地獄の底までだって追いかけて、一緒に行くんだ」
言いたいだけ言って、アルは行ってしまった。
「アル!」
拳を握り締め、何かを堪えていたリオンは、その後を追いかけて行った。
残されたのは私とクラージュさん。
「一本取られましたね」
アルとリオンの背中を見送る私に、クラージュさんが小さく笑う。
「彼も多分、なんだかんだで溜まっていたのだと思いますよ。
鬱積というか、置いて行かれそうな不安な気持ちが。
私にも解る気がします。
今度こそ『神』から貴女を守りたいと思っていたのに、あっさり魂を奪われた。
その焦燥感は、今も忘れられませんから」
「はい」
大聖都の騒動。
大神官即位。
神殿と王宮の中での出来事だったから、アルを完全に置いて行ってしまったことは気になっていた。
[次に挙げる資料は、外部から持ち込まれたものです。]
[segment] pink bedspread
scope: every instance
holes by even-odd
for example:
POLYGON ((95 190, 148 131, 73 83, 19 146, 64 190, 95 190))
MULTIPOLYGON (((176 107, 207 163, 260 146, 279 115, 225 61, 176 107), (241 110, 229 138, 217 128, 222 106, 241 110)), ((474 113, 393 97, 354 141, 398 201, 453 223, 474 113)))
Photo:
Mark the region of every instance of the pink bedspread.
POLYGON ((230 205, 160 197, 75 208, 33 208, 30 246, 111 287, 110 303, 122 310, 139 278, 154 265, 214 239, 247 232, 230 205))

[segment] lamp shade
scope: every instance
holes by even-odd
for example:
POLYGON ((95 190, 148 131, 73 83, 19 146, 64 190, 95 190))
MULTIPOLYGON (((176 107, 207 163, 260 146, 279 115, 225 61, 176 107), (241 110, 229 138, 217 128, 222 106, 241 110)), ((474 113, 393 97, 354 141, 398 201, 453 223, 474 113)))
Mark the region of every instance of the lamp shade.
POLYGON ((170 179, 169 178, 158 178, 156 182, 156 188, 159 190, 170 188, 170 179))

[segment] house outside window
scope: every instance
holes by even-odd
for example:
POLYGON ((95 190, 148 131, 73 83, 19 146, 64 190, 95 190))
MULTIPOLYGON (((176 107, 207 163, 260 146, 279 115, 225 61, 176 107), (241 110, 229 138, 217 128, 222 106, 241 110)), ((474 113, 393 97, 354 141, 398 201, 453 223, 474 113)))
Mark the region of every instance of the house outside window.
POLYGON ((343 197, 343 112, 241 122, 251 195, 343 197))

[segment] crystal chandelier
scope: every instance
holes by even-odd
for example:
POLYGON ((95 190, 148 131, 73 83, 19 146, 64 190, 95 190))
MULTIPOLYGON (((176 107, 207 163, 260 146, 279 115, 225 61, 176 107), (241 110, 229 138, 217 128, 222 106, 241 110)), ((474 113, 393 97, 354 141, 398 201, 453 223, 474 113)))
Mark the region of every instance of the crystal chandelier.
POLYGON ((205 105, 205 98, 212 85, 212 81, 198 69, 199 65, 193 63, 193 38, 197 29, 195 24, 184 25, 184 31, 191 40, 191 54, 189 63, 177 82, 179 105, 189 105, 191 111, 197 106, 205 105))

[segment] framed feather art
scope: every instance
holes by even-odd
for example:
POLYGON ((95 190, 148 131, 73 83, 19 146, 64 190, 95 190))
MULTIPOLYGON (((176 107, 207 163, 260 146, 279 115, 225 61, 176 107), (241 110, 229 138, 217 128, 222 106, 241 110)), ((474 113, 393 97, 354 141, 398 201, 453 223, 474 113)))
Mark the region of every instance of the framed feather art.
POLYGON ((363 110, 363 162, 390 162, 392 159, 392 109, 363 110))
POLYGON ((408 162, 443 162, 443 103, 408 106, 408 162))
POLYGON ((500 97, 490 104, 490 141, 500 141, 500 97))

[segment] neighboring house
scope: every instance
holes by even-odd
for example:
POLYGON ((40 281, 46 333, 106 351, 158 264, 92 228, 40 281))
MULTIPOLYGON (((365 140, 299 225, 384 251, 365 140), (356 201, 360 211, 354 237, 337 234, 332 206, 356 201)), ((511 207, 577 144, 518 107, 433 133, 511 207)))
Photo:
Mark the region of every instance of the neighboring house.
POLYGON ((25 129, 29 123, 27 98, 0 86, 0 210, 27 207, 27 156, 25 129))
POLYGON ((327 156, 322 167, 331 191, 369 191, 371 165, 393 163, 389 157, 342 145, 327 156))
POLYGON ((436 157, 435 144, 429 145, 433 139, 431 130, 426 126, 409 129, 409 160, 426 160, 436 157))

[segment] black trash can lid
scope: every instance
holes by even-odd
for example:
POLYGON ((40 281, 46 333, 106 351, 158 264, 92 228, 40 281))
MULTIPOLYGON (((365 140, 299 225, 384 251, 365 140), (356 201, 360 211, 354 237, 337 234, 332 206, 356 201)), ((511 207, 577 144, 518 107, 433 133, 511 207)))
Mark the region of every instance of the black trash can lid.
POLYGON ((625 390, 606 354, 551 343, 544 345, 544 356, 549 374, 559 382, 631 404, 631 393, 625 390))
アル自身がとても心配してくれて、悔やんでいたことも知っている。
上に届く力を手に入れようとしていたことも。
はっきりとあそこまで言葉にしたのは初めてだったけれど。
「それで、クラージュさん。どう思います?
アルの推理というか、推察」
「あり得ることだと思います。
特に『精霊の力』を持つ者が『神』や『精霊』を殺せない可能性と、リオンの特殊性については」
「思います?
『星』の転生者でも、その辺の秘密は知らされていないんですか?」
私の疑問に、クラージュさんは少し困ったように肩を竦めた。
「貴女は自分の出生。
『星』の秘密を知っていますか?
『精霊の貴人』」
「あ……」
「私は前にも言った通り、特殊な事情で転生も無しに迎えられた転生者です。
持っている知識はマリカ様とほぼ同じ。
前世の前世でクラージュとして生きてきた分が、少し多いだけだと思いますよ」
「そうですか……」
「ただ……」
「ただ?」
クラージュさんは自分の喉元に手を当て、大きく息を吐き出してから言葉を続けた。
「知っていることでも、『星』がまだ言うべきではないとお考えのことは、言おうとしても言葉にならないようですね」
「え?」
「私はあの子。
アルフィリーガの特殊性に繋がると思われる理由を一つ知っています。
ですが今、それを言うことはできません」
「リオンの……特殊性?」
そう言えば、この人はリオンの前世。
精霊国王子時代を知っている人だ。
年齢的に誕生へ立ち会った可能性もある。
その時に何があったのか――
「はい。
『精霊』でありながら『精霊』を殺すことのできるあの子は、同時にこの星に生きる全てを守る力も持っている。
『神』も『星』も。
アルフィリーガに、この星の誰とも分け合えない特殊な力と使命を与え、成長を期待し、待っているのだと思います」
思わず唇に力が入る。
酷い、と思った。
リオンには最初から、自分の自由に生きる権利が与えられていないのだろうか。
「あの子はそれをもう自覚している。
だからこそ『神』の影に怯え、焦っているのだと思われます。
自分は『神』に狙われている。
今の自分――『星』の精霊であり続けられる間に、何としてでも『神』を倒さねば、と」
「……それって……」
今、クラージュさんが大きなヒントをくれたのが解った。
言葉にならない何かが、ぱちんと音を立てて繋がった気がする。
「そして、ある意味それはマリカ様も同じです」
「私も同じ?」
「はい。
おそらくタイムリミットは今年いっぱい。
もっと早い可能性はあっても、年を越すことはないでしょう。
あと半年足らず。
その間に……答えを見つけられるといいですね」
どこか困ったようなクラージュさんの表情。
私ははっと気付き、後ろを振り返った。
「エルフィリーネ……」
そこには、思った通り静かに微笑むエルフィリーネがいる。
口止めされたのか。
それとも別の理由か。
クラージュさんはそれ以上のことを語らず、一礼だけを残して去ってしまった。
それ以上の話はできなくなってしまう。
ただ――
アルが覚悟を決めたように。
私達もまた、いつまでも甘く優しい日常に浸ってはいられない。
それだけは、はっきりと解ったのだった。